Y además no tan sólo los sueños de Jessamin sino también los de Índigo habían empezado a seguir aquel peculiar ciclo. Se iniciaban a principios de primavera, alcanzaban su mayor intensidad al acercarse el cumpleaños de la Infanta, e iban desapareciendo de modo gradual a medida que transcurría el verano. Se preguntaba si sus años de constante contacto con Jessamin no habrían generado una especie de empatía entre ambas que llegaba incluso al mundo de los sueños, pero incluso si eso era así, no le proporcionaba ninguna clave útil sobre la esencia o la causa de las pesadillas.
Un torrente de risas y aplausos la sacaron de pronto de su ensimismamiento, y vio que el narrador de cuentos —un hombre de la misma raza de Augon, que había desarrollado una reputación sin par en su profesión— había finalizado su narración de un capitán de barco que zarpara en busca de la legendaria piedra preciosa de una isla mágica. El relato era uno de los más populares entre los khimizi, y tanto los invitados adultos como los niños se habían extasiado con su narración. Los niños arrojaron flores y dulces al narrador, quien recogió los regalos y, con una elegante reverencia, se los ofreció a la Infanta. Empezó a sonar la música, y en medio del animado caos Índigo vio cómo Augon Hunnamek se levantaba y se acercaba a Jessamin. Le dijo algo a la niña —aquellos que estaban lo bastante cerca para oírlo rieron y la animaron con la cabeza— y, llena de dignidad, Jessamin se puso en pie, hizo una ligera reverencia y empezó a bailar con el Takhan. La visión de la gigantesca figura de Augon como solemne pareja de la diminuta criatura provocó más risas, pero estaban llenas de cariño, aprobadoras. Sólo tres personas no se unieron a las risas: Índigo, para quien el espectáculo, justo después del sueño de Jessamin, poseía un aterrador trasfondo de mal presagio; Luk, que se limitó a mirar fijamente, inexpresivo, y Phereniq. Mientras los demás, mayores y niños por igual, tomaban ejemplo de Augon y empezaban también a bailar, la astróloga se apartó del grueso de los espectadores y cruzó el patio hasta donde Índigo estaba junto a la ventana abierta. Durante algunos instantes ambas contemplaron a la Infanta, que bailaba muy seria y con gran concentración, luego Phereniq dijo con afecto:
—Mírala; cada paso es casi perfecto. Posee tanta gracia y aplomo, y es tan joven aún... Le envidio su juventud, Índigo; realmente lo hago. —Cambió de posición, y al hacerlo hizo una mueca y presionó los nudillos de una mano contra su región lumbar.

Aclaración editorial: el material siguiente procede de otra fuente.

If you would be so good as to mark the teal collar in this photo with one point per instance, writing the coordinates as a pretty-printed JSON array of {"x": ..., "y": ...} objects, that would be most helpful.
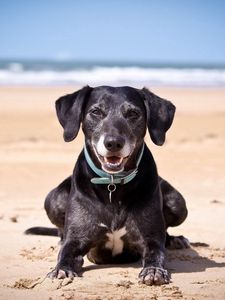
[{"x": 112, "y": 179}]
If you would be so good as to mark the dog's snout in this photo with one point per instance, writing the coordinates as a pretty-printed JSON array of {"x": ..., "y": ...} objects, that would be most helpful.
[{"x": 113, "y": 143}]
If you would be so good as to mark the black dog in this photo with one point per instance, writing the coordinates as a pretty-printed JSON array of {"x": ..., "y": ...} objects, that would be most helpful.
[{"x": 115, "y": 207}]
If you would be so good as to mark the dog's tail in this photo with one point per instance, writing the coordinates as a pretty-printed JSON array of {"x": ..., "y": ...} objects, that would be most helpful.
[{"x": 42, "y": 231}]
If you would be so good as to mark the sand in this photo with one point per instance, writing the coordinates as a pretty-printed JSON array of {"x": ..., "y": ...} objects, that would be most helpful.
[{"x": 34, "y": 159}]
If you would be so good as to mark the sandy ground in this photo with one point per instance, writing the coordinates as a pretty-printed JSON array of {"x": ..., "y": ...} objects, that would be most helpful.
[{"x": 34, "y": 159}]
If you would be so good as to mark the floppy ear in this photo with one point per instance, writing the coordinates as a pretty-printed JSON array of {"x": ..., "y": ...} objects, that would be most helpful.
[
  {"x": 160, "y": 114},
  {"x": 69, "y": 112}
]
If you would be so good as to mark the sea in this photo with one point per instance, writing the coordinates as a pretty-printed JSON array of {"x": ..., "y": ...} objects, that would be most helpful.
[{"x": 48, "y": 72}]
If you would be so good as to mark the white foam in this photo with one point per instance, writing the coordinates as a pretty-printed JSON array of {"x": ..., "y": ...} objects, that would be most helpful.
[{"x": 137, "y": 76}]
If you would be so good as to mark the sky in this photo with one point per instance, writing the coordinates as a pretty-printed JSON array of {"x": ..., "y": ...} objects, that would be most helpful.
[{"x": 187, "y": 31}]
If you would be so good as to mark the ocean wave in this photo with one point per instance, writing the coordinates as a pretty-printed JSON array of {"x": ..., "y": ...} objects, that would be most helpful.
[{"x": 15, "y": 74}]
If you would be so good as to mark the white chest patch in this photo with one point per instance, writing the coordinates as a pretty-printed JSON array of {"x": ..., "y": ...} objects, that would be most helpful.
[{"x": 115, "y": 243}]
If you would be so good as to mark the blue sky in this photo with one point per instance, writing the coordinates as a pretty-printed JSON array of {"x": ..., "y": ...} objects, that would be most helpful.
[{"x": 118, "y": 30}]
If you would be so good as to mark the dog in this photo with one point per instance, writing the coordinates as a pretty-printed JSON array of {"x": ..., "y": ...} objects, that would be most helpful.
[{"x": 115, "y": 208}]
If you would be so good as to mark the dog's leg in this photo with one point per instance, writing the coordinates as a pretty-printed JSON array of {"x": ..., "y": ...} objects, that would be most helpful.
[
  {"x": 175, "y": 212},
  {"x": 77, "y": 243},
  {"x": 56, "y": 203},
  {"x": 153, "y": 244}
]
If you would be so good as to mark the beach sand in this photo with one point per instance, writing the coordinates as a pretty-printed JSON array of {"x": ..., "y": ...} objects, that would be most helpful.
[{"x": 34, "y": 159}]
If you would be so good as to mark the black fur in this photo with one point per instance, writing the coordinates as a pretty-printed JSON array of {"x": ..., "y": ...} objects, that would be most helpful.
[{"x": 145, "y": 207}]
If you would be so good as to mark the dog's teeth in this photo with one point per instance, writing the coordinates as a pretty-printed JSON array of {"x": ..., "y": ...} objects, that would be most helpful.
[{"x": 113, "y": 160}]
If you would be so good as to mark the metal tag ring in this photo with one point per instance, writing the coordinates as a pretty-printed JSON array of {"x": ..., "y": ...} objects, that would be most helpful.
[{"x": 111, "y": 187}]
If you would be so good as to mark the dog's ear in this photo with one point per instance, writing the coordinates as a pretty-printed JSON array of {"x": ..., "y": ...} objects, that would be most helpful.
[
  {"x": 69, "y": 112},
  {"x": 160, "y": 114}
]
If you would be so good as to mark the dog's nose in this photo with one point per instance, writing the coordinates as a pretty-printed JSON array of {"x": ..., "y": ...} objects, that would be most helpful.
[{"x": 113, "y": 143}]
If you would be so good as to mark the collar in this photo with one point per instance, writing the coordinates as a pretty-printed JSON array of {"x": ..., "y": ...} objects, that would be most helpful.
[{"x": 106, "y": 178}]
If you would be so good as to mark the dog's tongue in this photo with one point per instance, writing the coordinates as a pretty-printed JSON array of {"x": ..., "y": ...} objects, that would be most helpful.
[{"x": 113, "y": 160}]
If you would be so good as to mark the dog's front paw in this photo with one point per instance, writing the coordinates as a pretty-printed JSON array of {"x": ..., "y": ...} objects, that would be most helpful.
[
  {"x": 177, "y": 242},
  {"x": 154, "y": 276},
  {"x": 61, "y": 273}
]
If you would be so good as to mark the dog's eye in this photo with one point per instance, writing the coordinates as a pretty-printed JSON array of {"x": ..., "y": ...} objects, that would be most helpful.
[
  {"x": 132, "y": 114},
  {"x": 96, "y": 112}
]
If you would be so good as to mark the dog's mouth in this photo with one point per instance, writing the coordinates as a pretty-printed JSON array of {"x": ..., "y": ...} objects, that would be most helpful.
[{"x": 112, "y": 163}]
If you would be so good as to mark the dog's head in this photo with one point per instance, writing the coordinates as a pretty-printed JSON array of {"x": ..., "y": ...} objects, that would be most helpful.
[{"x": 114, "y": 122}]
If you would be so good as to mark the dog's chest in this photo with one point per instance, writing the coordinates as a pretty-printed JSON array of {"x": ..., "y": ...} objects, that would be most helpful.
[{"x": 115, "y": 242}]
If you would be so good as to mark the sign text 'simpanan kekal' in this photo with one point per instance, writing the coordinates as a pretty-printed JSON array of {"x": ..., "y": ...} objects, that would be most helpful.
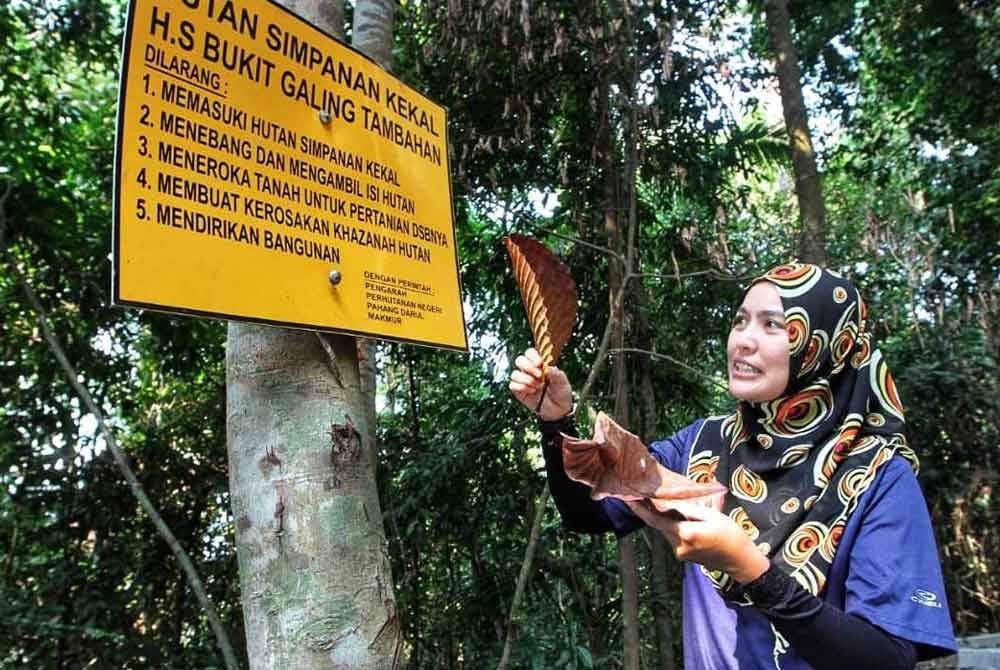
[{"x": 266, "y": 172}]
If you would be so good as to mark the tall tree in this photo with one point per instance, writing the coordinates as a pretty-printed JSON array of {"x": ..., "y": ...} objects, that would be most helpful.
[
  {"x": 812, "y": 211},
  {"x": 317, "y": 589}
]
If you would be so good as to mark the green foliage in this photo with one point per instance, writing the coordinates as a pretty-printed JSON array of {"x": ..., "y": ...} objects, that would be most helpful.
[{"x": 912, "y": 192}]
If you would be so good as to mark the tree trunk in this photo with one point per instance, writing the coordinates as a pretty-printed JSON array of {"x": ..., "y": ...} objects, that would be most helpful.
[
  {"x": 316, "y": 583},
  {"x": 812, "y": 212},
  {"x": 616, "y": 312},
  {"x": 660, "y": 565}
]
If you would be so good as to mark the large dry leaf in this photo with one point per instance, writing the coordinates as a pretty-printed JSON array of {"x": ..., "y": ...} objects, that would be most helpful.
[
  {"x": 548, "y": 291},
  {"x": 615, "y": 463}
]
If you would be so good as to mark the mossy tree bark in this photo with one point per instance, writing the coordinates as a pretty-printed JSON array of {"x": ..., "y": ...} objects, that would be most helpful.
[
  {"x": 812, "y": 211},
  {"x": 316, "y": 584}
]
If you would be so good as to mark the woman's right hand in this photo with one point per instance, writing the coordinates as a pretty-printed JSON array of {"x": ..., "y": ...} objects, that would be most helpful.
[{"x": 528, "y": 379}]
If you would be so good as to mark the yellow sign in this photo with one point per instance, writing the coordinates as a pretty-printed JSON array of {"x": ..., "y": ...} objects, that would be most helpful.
[{"x": 266, "y": 172}]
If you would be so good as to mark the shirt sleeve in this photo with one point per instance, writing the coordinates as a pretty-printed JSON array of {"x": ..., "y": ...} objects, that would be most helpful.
[
  {"x": 894, "y": 579},
  {"x": 825, "y": 637}
]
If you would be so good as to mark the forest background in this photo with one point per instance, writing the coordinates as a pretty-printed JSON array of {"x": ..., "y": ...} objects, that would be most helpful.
[{"x": 663, "y": 117}]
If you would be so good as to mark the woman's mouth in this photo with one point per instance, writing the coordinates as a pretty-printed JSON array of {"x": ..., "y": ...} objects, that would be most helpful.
[{"x": 745, "y": 369}]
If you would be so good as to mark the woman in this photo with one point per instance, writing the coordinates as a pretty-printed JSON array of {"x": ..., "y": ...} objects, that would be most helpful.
[{"x": 823, "y": 555}]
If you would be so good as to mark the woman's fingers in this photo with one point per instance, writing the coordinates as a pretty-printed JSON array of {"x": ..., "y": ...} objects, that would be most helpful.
[
  {"x": 529, "y": 366},
  {"x": 524, "y": 380}
]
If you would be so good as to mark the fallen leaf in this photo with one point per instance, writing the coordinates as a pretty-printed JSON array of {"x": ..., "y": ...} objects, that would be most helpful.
[
  {"x": 548, "y": 292},
  {"x": 615, "y": 463}
]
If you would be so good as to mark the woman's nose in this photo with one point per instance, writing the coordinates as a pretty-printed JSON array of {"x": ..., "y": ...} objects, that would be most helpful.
[{"x": 746, "y": 339}]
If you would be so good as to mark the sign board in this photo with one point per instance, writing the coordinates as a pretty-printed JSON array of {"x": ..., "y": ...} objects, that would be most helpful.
[{"x": 256, "y": 155}]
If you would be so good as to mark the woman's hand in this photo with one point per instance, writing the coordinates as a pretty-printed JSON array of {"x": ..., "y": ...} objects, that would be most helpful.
[
  {"x": 527, "y": 381},
  {"x": 707, "y": 537}
]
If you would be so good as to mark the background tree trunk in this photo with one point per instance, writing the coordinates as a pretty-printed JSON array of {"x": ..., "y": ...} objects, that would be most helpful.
[
  {"x": 316, "y": 584},
  {"x": 812, "y": 211}
]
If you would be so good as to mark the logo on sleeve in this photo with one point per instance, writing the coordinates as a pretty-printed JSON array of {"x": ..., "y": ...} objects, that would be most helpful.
[{"x": 925, "y": 598}]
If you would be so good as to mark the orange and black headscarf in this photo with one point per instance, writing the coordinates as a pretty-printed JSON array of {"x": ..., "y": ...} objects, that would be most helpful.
[{"x": 796, "y": 466}]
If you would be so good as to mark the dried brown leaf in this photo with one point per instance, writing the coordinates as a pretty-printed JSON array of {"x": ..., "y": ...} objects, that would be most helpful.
[
  {"x": 548, "y": 292},
  {"x": 615, "y": 463}
]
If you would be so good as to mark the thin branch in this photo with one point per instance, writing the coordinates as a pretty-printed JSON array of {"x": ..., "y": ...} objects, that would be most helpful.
[
  {"x": 576, "y": 240},
  {"x": 677, "y": 276},
  {"x": 194, "y": 581},
  {"x": 666, "y": 357},
  {"x": 522, "y": 577}
]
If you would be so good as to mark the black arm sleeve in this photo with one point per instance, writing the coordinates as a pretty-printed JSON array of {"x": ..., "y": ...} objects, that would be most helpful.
[
  {"x": 578, "y": 512},
  {"x": 826, "y": 637}
]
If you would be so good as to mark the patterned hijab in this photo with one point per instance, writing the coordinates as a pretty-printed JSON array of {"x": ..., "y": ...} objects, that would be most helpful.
[{"x": 796, "y": 466}]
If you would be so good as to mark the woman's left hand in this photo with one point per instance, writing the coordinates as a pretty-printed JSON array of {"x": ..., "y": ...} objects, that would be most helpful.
[{"x": 707, "y": 537}]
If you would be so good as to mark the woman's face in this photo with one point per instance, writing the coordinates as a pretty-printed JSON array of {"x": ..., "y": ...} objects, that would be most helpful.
[{"x": 757, "y": 350}]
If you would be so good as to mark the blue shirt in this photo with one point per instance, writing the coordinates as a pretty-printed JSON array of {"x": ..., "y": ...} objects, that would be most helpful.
[{"x": 886, "y": 571}]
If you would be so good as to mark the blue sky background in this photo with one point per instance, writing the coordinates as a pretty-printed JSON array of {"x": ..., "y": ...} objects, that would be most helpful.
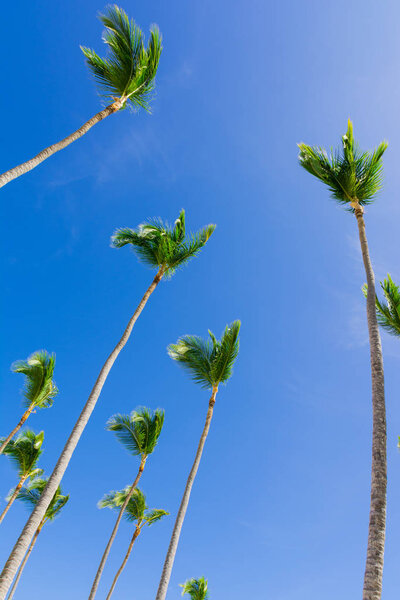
[{"x": 280, "y": 506}]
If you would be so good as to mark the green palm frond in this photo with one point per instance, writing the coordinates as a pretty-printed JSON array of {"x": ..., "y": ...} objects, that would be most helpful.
[
  {"x": 351, "y": 175},
  {"x": 159, "y": 245},
  {"x": 40, "y": 388},
  {"x": 129, "y": 69},
  {"x": 139, "y": 431}
]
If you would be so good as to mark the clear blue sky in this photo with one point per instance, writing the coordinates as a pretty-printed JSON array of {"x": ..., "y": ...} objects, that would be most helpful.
[{"x": 280, "y": 506}]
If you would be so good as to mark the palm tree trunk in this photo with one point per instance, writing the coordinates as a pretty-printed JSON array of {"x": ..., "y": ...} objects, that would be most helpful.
[
  {"x": 15, "y": 494},
  {"x": 122, "y": 567},
  {"x": 16, "y": 428},
  {"x": 114, "y": 531},
  {"x": 173, "y": 545},
  {"x": 21, "y": 546},
  {"x": 18, "y": 577},
  {"x": 8, "y": 176},
  {"x": 377, "y": 517}
]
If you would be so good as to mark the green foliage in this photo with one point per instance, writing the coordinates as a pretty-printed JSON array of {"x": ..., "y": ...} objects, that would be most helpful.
[
  {"x": 139, "y": 431},
  {"x": 40, "y": 388},
  {"x": 129, "y": 70},
  {"x": 158, "y": 244},
  {"x": 351, "y": 175},
  {"x": 24, "y": 452},
  {"x": 209, "y": 362},
  {"x": 196, "y": 588}
]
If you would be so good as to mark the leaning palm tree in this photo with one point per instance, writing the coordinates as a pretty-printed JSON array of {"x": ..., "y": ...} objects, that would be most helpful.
[
  {"x": 210, "y": 363},
  {"x": 125, "y": 77},
  {"x": 31, "y": 495},
  {"x": 139, "y": 433},
  {"x": 24, "y": 453},
  {"x": 196, "y": 588},
  {"x": 353, "y": 178},
  {"x": 136, "y": 512},
  {"x": 166, "y": 249},
  {"x": 40, "y": 389}
]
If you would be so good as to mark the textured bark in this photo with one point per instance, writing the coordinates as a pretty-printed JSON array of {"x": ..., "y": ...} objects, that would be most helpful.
[
  {"x": 8, "y": 176},
  {"x": 114, "y": 531},
  {"x": 21, "y": 546},
  {"x": 377, "y": 517},
  {"x": 122, "y": 567},
  {"x": 173, "y": 545}
]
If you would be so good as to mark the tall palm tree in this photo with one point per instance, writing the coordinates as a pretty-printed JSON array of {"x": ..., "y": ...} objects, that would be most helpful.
[
  {"x": 125, "y": 77},
  {"x": 136, "y": 512},
  {"x": 24, "y": 453},
  {"x": 31, "y": 495},
  {"x": 40, "y": 389},
  {"x": 210, "y": 363},
  {"x": 159, "y": 246},
  {"x": 353, "y": 178},
  {"x": 196, "y": 588},
  {"x": 139, "y": 433}
]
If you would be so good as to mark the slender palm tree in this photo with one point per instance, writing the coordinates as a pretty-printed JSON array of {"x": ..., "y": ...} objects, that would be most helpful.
[
  {"x": 30, "y": 495},
  {"x": 210, "y": 363},
  {"x": 354, "y": 178},
  {"x": 24, "y": 453},
  {"x": 139, "y": 433},
  {"x": 40, "y": 389},
  {"x": 136, "y": 512},
  {"x": 125, "y": 77},
  {"x": 196, "y": 588},
  {"x": 159, "y": 246}
]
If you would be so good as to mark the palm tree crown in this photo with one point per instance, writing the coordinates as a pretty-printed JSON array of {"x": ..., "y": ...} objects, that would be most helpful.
[
  {"x": 40, "y": 388},
  {"x": 352, "y": 176},
  {"x": 209, "y": 362},
  {"x": 159, "y": 245},
  {"x": 128, "y": 72}
]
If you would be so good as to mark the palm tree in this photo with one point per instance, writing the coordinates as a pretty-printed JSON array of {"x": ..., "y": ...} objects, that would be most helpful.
[
  {"x": 40, "y": 389},
  {"x": 136, "y": 512},
  {"x": 31, "y": 495},
  {"x": 210, "y": 363},
  {"x": 139, "y": 433},
  {"x": 353, "y": 178},
  {"x": 24, "y": 453},
  {"x": 159, "y": 246},
  {"x": 196, "y": 588},
  {"x": 125, "y": 77}
]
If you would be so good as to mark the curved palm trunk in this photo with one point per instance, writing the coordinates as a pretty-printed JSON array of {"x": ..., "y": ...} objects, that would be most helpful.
[
  {"x": 8, "y": 176},
  {"x": 114, "y": 531},
  {"x": 21, "y": 546},
  {"x": 122, "y": 567},
  {"x": 377, "y": 517},
  {"x": 173, "y": 545}
]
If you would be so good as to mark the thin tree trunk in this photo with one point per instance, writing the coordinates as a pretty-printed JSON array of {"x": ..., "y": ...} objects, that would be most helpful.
[
  {"x": 114, "y": 531},
  {"x": 16, "y": 428},
  {"x": 122, "y": 567},
  {"x": 18, "y": 577},
  {"x": 15, "y": 494},
  {"x": 173, "y": 545},
  {"x": 377, "y": 517},
  {"x": 8, "y": 176},
  {"x": 21, "y": 546}
]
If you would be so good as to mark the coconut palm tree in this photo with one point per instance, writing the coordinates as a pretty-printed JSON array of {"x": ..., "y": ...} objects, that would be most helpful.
[
  {"x": 164, "y": 248},
  {"x": 354, "y": 178},
  {"x": 139, "y": 433},
  {"x": 137, "y": 512},
  {"x": 196, "y": 588},
  {"x": 125, "y": 77},
  {"x": 209, "y": 363},
  {"x": 40, "y": 389},
  {"x": 30, "y": 495},
  {"x": 24, "y": 453}
]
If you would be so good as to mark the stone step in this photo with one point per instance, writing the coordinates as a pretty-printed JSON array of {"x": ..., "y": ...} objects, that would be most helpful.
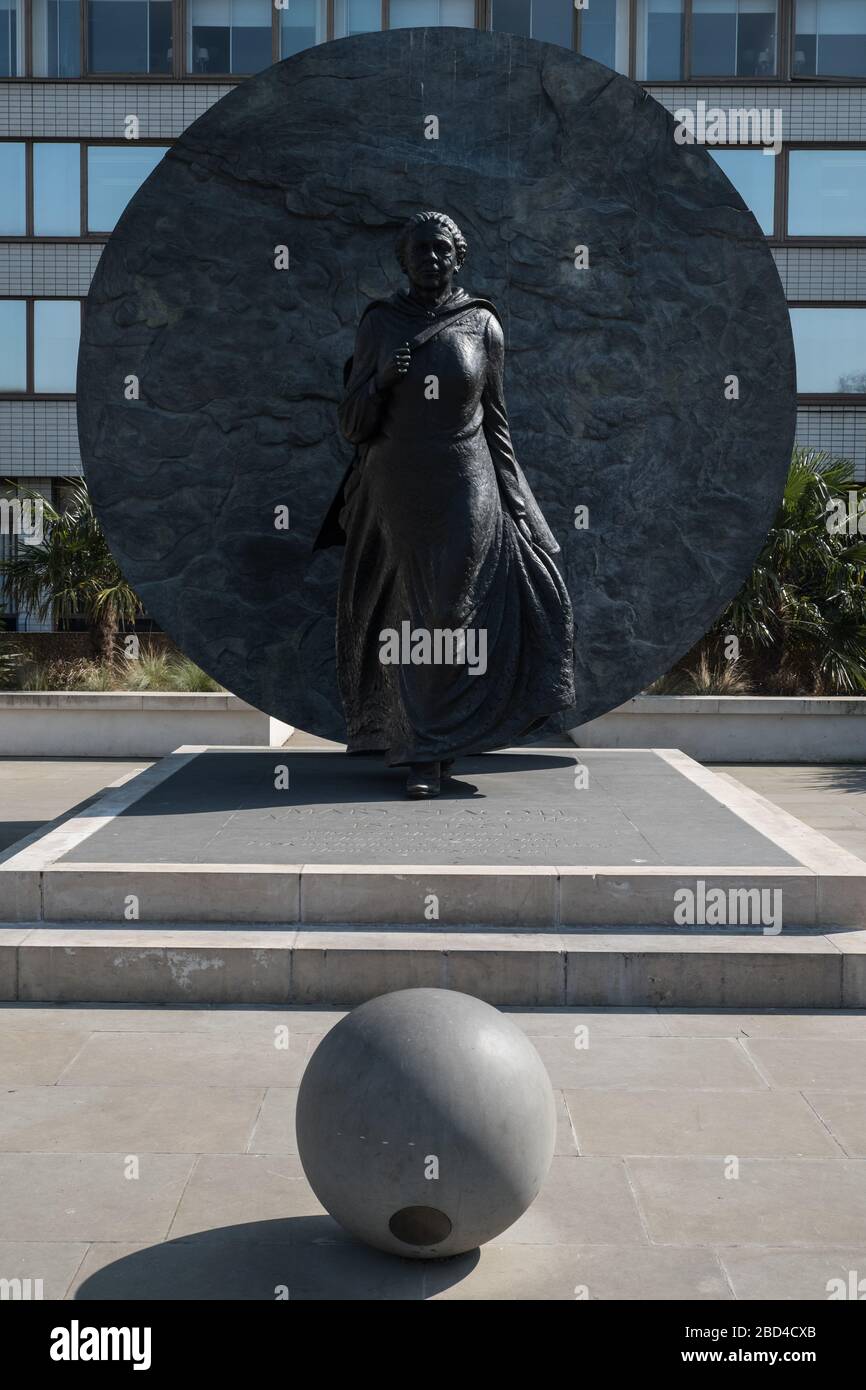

—¿Te has hecho daño? —preguntó Índigo, solícita.
—No; no. Son sólo mis viejos huesos que protestan, como están haciendo muy a menudo estos días. Es el precio que debemos pagar por la sabiduría que se supone viene junto con la edad. —Phereniq se echó a reír, aunque su risa tenía un cierto tono de inseguridad bajo su jovialidad—. ¿Sabes?, ¡estoy llegando a un punto en mi vida en el que casi temo que se me pida para bailar, por temor a que el cuerpo me traicione con un espasmo justo en el momento en que demuestre lo bien que bailo!
—Has trabajado en exceso últimamente —dijo Índigo—. El Consejo te agota, Phereniq; eres demasiado concienzuda y eso te perjudica.
—Puede que tengas toda la razón. Pero hasta que haya pasado el actual torrente de problemas, no puedo hacer gran cosa para remediarlo.
Índigo la miró.
—¿Entonces no hay señales de que terminen los problemas en la ciudad?
—Ninguna. Y el Takhan está muy preocupado. La gente se vuelve hacia él en busca de ayuda, pero hasta ahora no ha podido encontrar ninguna solución. —Phereniq cambió de nuevo de posición para buscar algún alivio a su dolorida espalda—. Las serpientes son el peor problema, creo yo. La mayoría de ellas no parecen ser venenosas, pero algunas sí lo son; varias personas han muerto ya a causa de su mordedura. —Suspiró—. Y esa gran cantidad de ellas resulta muy inquietante. Pensamos que deben provenir del mar; hasta ahora sólo han infestado la zona que rodea el puerto, pero no podemos estar seguros. Luego están las fiebres. Nadie ha muerto de eso aún, pero de nuevo resultan muy virulentas en el distrito del puerto, y no muestran ninguna señal de disminución. Los médicos no tienen la menor idea de lo que puede causarlas, y por lo tanto no pueden sugerir un remedio.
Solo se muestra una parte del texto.